Column: A Worthington from Christmas past
Editor's note: The following column was originally published in the Dec. 13, 2003, Daily Globe. WORTHINGTON -- He was known by one name. Perhaps this is evidence that he was exceptional. He was Mr. Curran, John Curran, Coach. Out of his presence,...
Editor’s note: The following column was originally published in the Dec. 13, 2003, Daily Globe.
WORTHINGTON - He was known by one name. Perhaps this is evidence that he was exceptional. He was Mr. Curran, John Curran, Coach. Out of his presence, everyone just said, “Curran.”
It is a fitting time to recall a man of uncommon energy and showmanship because, finally, this becomes a tale from a Christmas season.
Curran’s story can begin with the time a curious, leather-covered, table-high something appeared in the gymnasium at Worthington High School. What is that? They call it a horse. What’s it for? Gymnastics. They do gymnastics on it. Whoa! We never had anything like that at WHS before. Along with the horse came parallel bars, a horizontal bar and rings suspended from the gym ceiling on ropes. Flying rings. Worthington had a gymnastics coach and, very soon, a gym team. The gym team/teams were spectacular to watch and out of the Worthington ordinary.
That was the first thing not usual that came with Curran.
The coach also was in charge of phy ed classes. These were years immediately after World War II. WHS had no track for relays.
Curran laid out an oval on the fairgrounds along Clary Street. He arranged with the City of Worthington to have cinders from Municipal Power Plant dumped along the oval. Then - who knows where? - he located one enormous roller.
In the spring, gym classes began pulling the great roller round and round the oval, crushing the cinders and shaping a track. Maybe 50 kids pulled at a time and they called themselves coolies. Curran laughed. It wasn’t orthodox exercise, but it was strengthening young muscles.
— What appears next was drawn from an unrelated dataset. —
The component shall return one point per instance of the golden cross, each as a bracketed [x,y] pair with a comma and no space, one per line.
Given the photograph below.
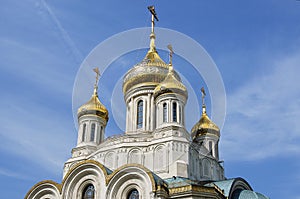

Note this: they were calling them gym classes now, not phy ed classes. Curran was shaping everyone into gymnasts. In a spectacular way.
He began planning gym shows which involved every student in a phy class. The shows packed Memorial Auditorium into the aisles.
One year, my class did sword dances. Sword dances took a lot of practice, a lot of squats and leaps and synchronization. There was more. If we were going to do sword dances, we needed swords. Shop classes were enlisted to turn out swords on jig saws.
Rough, dull wood swords would never do. Curran enlisted art classes to paint the swords. Black handles, silver blades. Then - you don’t dance to silence. The music department was brought in to provide Music to Sword Dance By.
This was just one class. Every class was doing something. Gym teams were performing. Shop classes, art classes, the music department became involved - plus home economics classes for flags and sashes, speech classes for providing commentary. I think Supt. E.A. Durbahn was drafted to introduce the show.
Curran’s gym shows involved all of WHS in a way never imagined, in a way never seen.
Then - probably the Christmas of 1947 - Curran announced through the Daily Globe that he wanted everyone’s old Christmas tree, perhaps by Dec. 27.
What was this? No one did anything with old Christmas trees other than put them in a burning barrel at the back of the lot.
The trees were collected. I do not know the logistics, but they were set up quickly to create a pine forest off the frozen beach of Chautauqua Park. Curran was doing a Worthington Christmas Ice Show.
There was special lighting. Don’t ask where that came from, or how it came to be set up. There were special costumes. Music.
Mrs. Curran skated with her husband. They were a handsome couple, not tall but lithe and practiced. Worthington could scarcely appreciate the axles and lutzes and combination spins. No one had seen anything like these before, either.
Of course it was not just Curran. Where had he rounded up all those kids and put them through their drills?
I remember Gaylord Garret. You would see Gaylord skating nearly any day after school, nearly any Sunday. You thought he was just a kid who liked to skate more than most kids.
Curran made Gaylord one of the ice show stars. Gaylord had not just been skating, he had been learning maneuvers on skates we could not believe.
Ice shows, gym teams and gym shows, a relay track. They came with Curran and largely left with him, oh - early 1950s.
A great long time ago, a funeral home somewhere sent the Daily Globe a one-paragraph notice. Curran had died. He is gone now, but he was something.